What I want to see in proteomics

04 Sep 2018

I love proteomics. I really do. It’s a great field full of fantastic scientists. But there are a few things that I think are holding the field back.

The hardware is closed off

If you have a cool idea for something that you think you can get your instrument to do, you either have to pray you actually can come up with some method using the vendor’s software, give up, assemble your own instrument, or work in the lab of Matthias Mann. One of the recent papers that created a lot of buzz was about the boxcar method for collecting data. The Mann lab as of this writing still has not released their software that lets you run a boxcar method (reproducibility anyone?). I cobbled together some code that could create the boxcar methods, but my instrument was not reading the files. I was finally able to find out from the Mann lab that the boxcar method requires a custom license file from Thermo. Why do they get the custom license file but no one else does? How many other Mann labs are out there, but not recognized as such, because they don’t have this sort of control over their instruments? I think that the instrument vendors should give us scientists more control over the instruments. I think that access to the instrument’s API should be standard and included with the purchase of the instrument. If I had complete control over my instrument, I would be more likely to buy from that company in the future. To me it seems like a win-win situation.
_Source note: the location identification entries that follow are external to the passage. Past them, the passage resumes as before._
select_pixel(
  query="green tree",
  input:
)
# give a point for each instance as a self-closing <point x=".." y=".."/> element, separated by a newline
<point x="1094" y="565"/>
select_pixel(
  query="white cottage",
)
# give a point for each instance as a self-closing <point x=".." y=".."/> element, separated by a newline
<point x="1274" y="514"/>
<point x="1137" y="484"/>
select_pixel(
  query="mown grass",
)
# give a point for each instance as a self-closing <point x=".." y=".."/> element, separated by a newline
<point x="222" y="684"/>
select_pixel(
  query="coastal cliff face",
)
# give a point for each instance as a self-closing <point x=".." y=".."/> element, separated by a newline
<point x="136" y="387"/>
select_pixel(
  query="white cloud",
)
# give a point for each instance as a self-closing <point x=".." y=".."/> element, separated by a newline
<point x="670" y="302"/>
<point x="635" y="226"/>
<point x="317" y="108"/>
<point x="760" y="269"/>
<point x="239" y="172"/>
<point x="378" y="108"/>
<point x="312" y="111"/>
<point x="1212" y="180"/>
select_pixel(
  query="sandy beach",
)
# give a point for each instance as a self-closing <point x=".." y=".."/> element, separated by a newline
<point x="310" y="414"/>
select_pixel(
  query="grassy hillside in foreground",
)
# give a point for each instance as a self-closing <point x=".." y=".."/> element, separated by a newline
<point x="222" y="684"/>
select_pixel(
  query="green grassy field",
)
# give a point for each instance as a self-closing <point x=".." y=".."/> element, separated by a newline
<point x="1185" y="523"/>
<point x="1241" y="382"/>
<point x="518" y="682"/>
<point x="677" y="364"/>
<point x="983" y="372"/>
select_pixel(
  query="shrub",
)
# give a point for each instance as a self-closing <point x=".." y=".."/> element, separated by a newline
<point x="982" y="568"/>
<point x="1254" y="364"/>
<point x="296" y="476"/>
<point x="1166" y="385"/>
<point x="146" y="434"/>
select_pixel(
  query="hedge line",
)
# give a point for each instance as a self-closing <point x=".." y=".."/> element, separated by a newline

The hardware and software are siloed off from each other

Here is what I mean by that. Let’s say your lab gets a Lumos. You must use Xcalibur to create your instrument method and you must wait for your data to be collected and saved as a file before you can identify your peptides. If you want to use third party software to perform your search, you have to use software from Thermo to decode the raw file and convert it to an open format that the third party software can read. But now let’s imagine that the instrument vendors open up their hardware. Then these silos would naturally disappear (so I guess this problem is the same as the first problem I mention). If you could access the spectra as they are being collected through an API, then, instead of collecting your file and then searching it, you could be searching each spectrum as it is collected. As soon as your run finishes, you have your peptide IDs!

Better file standards

Every peptide search engine uses a different format. They are getting better at supporting pepXML and mzIdentML, but I don’t consider either of those formats to be suitable standards. I looked up the pepXML file specification and all I could find was an xsd file that defines the structure of the XML file. Good to have, but not a friendly way to learn the file structure. I looked up the mzIdentML file specification and I found a 91 page document. THAT IS TOO LONG!!! It looks as though the file format wants to be inclusive of all sorts of identification information, but in doing so it has become too complex. Rather than try to cater to all types of experiments, there should be a file format for peptide IDs, for protein IDs, for imaging data, etc. And while we are on the subject, I don’t think XML is a good choice. It does give you control over the structure of the file and you can nest information, but XML is verbose and adds a lot to the size of the file. I think JSON would be a better choice because it is a little less verbose, or alternatively just use a delimited file like a csv file. Everyone works with their ID information in table form anyway, so let’s just start with our data in that format.

Consistency among search engines

I thought it would be a good idea to create a data type for working with peptide IDs. However, there is a lot of inconsistency in what information the peptide search engines give back to you. One useful piece of information that is often omitted is the retention time. I can go back to the spectrum file and look it up, but rather than have to look through potentially gigabytes of information, why not just include that information with the ID to begin with?

Wasted computation

Each time you run a search, you have to generate the theoretical peptides. I’ve recently learned that some search engines can save the theoretical peptides for use in future searches, but I think there ought to be a universal standard that all search engines can use. This would save quite a bit of time because rather than compute the peptides each time you run a search, all you have to do is pull them from a database and do the spectral matching.